It was but a Christian duty that I should instruct and edify the poor benighted heathen. No one besides us two were near to witness the good deed; so as he sat on his haunches and continued gazing up into my face expectantly, I slung my satchel on the handle-bars, emptied into it a few things from my pockets, levelled off a little sandy space on the ground, and showed "Hanson" by a single object lesson how the "clevah" thing was done.
The benighted one took very kindly to my humble Christian endeavour.
"Well, 'Hanson,'" said I, taking up my satchel and replacing the articles, "do you think you could manage it? Tell you what; suppose you stand alonga upside down, then this other fat—one stick of tobacco I give it. Savee?"
"Hanson" saveed.
"Me do it all right, I think," he said, scrambling from his squat, and valorously stepping over to the small clear space.
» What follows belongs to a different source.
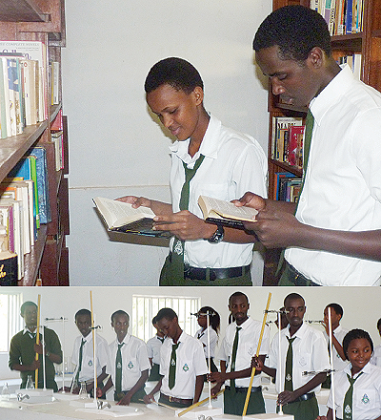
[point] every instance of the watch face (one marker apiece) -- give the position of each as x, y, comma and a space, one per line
218, 235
There he went down on all fours, and jambing his head on the ground sought to invert himself. He was far from succeeding the first time he tried, or the second, but needed not the slightest word of encouragement from me to try and try and try again.
"Here 'Hanson,'" said I at last, compassionately, "knock off. You'll be suffocating yourself. Besides, I want to ask you which way track go."
But he had taken it very much to heart, this feat of standing on his head, and was bent on its achievement.
"Which way track go?" I said again.
"Me do it this time all right, I think;" and was "this time" just as near success as before.